Liver transplant: Lorna's story 

Lorna had a liver transplant in 2009. In this video, she shares her experience of having to wait for the right donor.

Waiting for a liver transplant

Transcript of Liver transplant: Lorna's story

I became jaundiced at the age of 15.

And over the years, with different types of medication,

it just gradually seemed to get worse.

There's different types of hepatitis, obviously,

but the one that I had is to do with the breakdown of the actual liver.

Basically, it had gone to 40% of the liver actually working.

And they thought, "We can't afford for it to get any less than that."

So they thought, "Well, it's gone far enough really."

"We'll put you on a transplant list."

At the present time in the UK

there are just under 8,000 people awaiting an organ transplant.

Currently, we just do not have enough donors.

For kidney transplantation you have kidney dialysis,

but life on dialysis for the vast majority is miserable.

If you take liver transplantation, for example,

nearly one in five people listed and awaiting a transplant

will die before a liver become available.

I was, obviously, in and out of hospital.

It wasn't really a nice time for me because I felt really unwell.

People when they're waiting for an organ transplant,

life almost is on hold.

It's more existing rather than enjoying a high quality life.

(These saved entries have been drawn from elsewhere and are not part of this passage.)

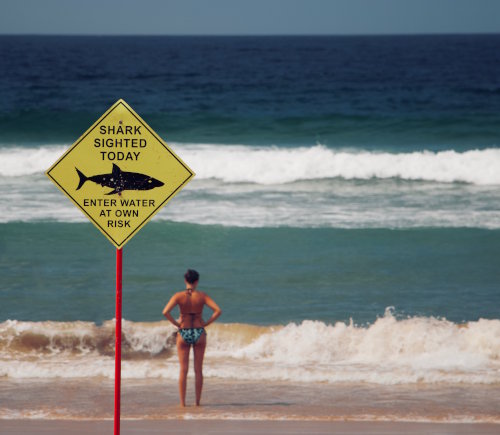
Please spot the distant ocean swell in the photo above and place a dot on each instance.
(273, 165)
(390, 351)
(249, 186)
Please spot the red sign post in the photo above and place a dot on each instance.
(118, 339)
(119, 173)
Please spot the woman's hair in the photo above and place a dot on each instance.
(191, 276)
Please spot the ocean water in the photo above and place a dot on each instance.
(345, 215)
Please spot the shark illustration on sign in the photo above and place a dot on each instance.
(120, 180)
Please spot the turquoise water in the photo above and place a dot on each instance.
(336, 176)
(259, 275)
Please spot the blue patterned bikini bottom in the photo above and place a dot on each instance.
(191, 335)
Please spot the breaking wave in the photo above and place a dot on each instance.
(273, 165)
(389, 351)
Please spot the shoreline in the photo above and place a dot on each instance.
(129, 427)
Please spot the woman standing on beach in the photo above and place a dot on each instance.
(191, 330)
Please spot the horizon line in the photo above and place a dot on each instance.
(250, 35)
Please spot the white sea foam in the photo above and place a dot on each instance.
(390, 351)
(273, 165)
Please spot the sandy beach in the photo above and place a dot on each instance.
(179, 427)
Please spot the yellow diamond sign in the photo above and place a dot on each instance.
(120, 173)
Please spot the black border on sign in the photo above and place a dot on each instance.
(91, 129)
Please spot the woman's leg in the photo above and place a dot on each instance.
(199, 353)
(183, 352)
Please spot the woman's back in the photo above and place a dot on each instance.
(191, 305)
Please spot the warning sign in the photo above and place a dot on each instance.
(120, 173)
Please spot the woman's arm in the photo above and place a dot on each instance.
(169, 307)
(217, 311)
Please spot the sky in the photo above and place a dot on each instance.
(248, 17)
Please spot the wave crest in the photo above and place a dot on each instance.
(389, 351)
(273, 165)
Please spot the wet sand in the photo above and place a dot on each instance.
(213, 427)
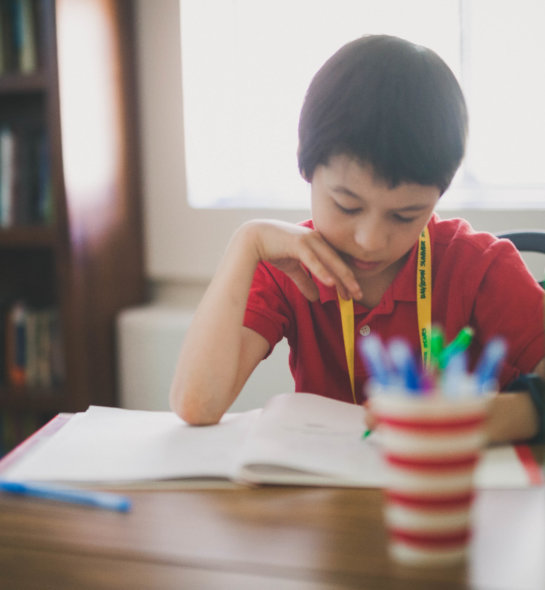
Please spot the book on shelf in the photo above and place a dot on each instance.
(19, 36)
(33, 355)
(25, 183)
(297, 439)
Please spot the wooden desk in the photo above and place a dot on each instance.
(265, 538)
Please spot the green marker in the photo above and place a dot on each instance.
(437, 343)
(459, 344)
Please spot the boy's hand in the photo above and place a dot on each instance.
(293, 249)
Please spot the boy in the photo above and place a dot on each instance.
(381, 134)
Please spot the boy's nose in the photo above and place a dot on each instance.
(370, 237)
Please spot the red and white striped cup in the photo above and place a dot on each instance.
(431, 446)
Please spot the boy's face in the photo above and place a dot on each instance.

We don't know when an organ will become available for an individual.

And it's not only hard for the person involved,

but it's also hard on the family.

Well, basically, just the chance to live on,

because beforehand I was thinking,

"Alright then, if the worst comes to the worst,

I'm going to leave behind my daughter, my granddaughter,

and the rest of my family."

I just thank God every day that something did come up for me.

On the waiting list at the moment in the UK

approximately 1 in 12 is black.

Donor rates are inadequate.

And it's far better to have a liver, kidney, heart, lung,

an organ from an ethnically identical group.

The importance of the match between the donor and the recipient

varies from organ to organ.

And so the closer the matching is

the better the organ is likely to be tolerated by the recipient.

The ethnic minorities do have an increased demand

for organ transplant.

There's a higher instance of hypertension, diabetes,

a higher instance of renal failure,

there's often more viral hepatitis, which may result in liver failure.

We do need many more donors for everybody

and particularly we need more black donors,

because black donations rates

are approximately half what they are for other groups.

A lot of people out there

probably won't get the same opportunity as I have done.

And I think if people are frightened to be organ donors,

don't be, because you're helping someone else

to have a new lease of life.

The major faiths all support organ donation

and stress that it's a good thing to do.

People need to be made aware of the fact that there are people out there waiting.

And, at the end of the day,

if they don't get a transplant it could be fatal.

I think it's also helpful for the individuals to think

if their kidneys or liver or heart fails,

would they want an organ transplant?

And if so, where are those organs going to come from?

And if they're not prepared to donate, who's going to?

If you're prepared to take, why are you not prepared to give?

And that's irrespective of ethnicity.